The Central Bank of Ireland defines a deposit broker as an entity that may receive deposits on behalf of one or more credit institutions.
The broker must be authorised by the Central Bank of Ireland and may not accept cash.
All cheques or bank drafts must be made payable to the relevant credit institution.
Investments in Property; Equities; Government and Corporate Bonds have all disappointed investors and many people are looking for certainty in an uncertain world.
In the past, most people deposited their savings with their own bank.
Because of the uncertainty surrounding the banks and even the euro currency, people with maturing investments and redundancy or retirement lump sums are seeking advice on how best to structure their savings.
Cash is now a very attractive investment offering capital security and above average returns.
This is because the banks need cash to rebuild their shattered balance sheets and most businesses have withdrawn their surplus cash from Ireland and deposited them abroad.
The banks are therefore required to chase the deposits of personal savers and to pay rates of return that are unprofitable for them.
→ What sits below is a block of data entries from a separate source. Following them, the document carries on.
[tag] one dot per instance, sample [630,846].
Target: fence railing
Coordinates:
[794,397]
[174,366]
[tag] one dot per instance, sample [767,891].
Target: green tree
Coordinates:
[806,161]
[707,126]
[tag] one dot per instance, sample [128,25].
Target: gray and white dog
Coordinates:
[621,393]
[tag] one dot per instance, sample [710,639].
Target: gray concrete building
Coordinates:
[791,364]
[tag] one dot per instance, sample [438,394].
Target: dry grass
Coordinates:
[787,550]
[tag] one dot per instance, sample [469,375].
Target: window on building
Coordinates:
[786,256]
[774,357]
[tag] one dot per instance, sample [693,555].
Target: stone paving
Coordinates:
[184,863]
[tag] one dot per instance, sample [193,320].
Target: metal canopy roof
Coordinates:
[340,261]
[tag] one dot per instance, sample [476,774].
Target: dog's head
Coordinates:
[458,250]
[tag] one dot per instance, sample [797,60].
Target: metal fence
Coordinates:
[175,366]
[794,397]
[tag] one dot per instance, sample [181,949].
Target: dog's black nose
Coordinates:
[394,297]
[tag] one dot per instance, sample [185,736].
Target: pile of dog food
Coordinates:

If and when the euro sovereign and bank debt crisis is sorted, banks will reduce the interest payable on deposits, so savers should make hay while the sun shines.
The aim of all banks is to attract and retain the maximum possible amount of deposits. They also wish to retain this cash at the lowest possible cost to themselves, i.e. . lower interest rates to savers.
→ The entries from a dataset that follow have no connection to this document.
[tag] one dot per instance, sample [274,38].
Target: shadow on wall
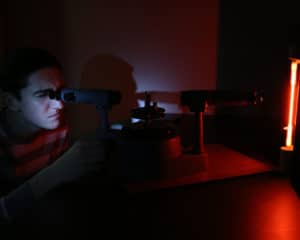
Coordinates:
[108,72]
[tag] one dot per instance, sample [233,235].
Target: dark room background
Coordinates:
[164,46]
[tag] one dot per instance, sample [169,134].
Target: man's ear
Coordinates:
[12,102]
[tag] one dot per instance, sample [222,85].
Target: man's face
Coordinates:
[35,105]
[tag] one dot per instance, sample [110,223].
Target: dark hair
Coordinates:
[20,64]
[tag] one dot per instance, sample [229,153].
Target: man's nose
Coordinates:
[57,104]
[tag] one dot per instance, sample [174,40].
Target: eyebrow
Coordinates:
[43,91]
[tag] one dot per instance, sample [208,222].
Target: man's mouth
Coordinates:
[54,116]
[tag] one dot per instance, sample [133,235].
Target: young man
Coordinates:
[35,156]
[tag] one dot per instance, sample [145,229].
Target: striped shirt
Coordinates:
[29,158]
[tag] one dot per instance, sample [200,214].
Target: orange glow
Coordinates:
[292,105]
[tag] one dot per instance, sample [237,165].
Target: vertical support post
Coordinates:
[199,134]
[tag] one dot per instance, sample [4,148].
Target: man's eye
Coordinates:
[42,94]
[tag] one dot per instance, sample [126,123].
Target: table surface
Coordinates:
[261,206]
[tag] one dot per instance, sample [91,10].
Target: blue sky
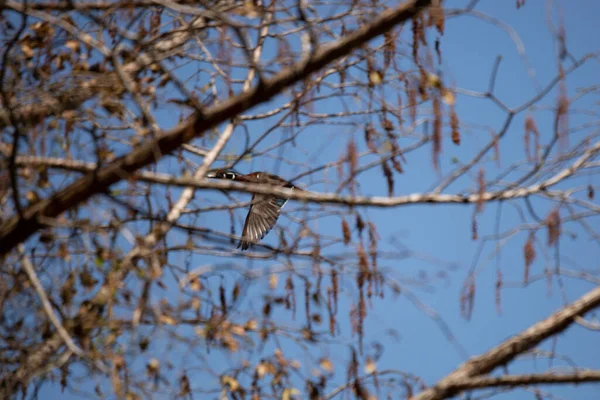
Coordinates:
[469,48]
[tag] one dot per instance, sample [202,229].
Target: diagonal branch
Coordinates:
[548,378]
[457,381]
[16,229]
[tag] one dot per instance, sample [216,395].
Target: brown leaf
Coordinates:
[387,172]
[553,223]
[369,137]
[454,125]
[481,190]
[529,255]
[437,131]
[346,232]
[352,157]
Often an attractive taster rate is offered but when the account matures, it falls into an account paying a much lower interest rate.
This is where the deposit broker adds value.
By researching the market and identifying the best rates available, especially when a fixed account matures, the deposit broker ensures that his customers will get the highest interest rate available at all times.
Demand accounts with instant access are currently offering interest rates varying from 0.01% [€1 for every €1,000 on deposit] up to 3.25% [€32.50 for every €1,000 on deposit].
That is quite a difference and worth checking out.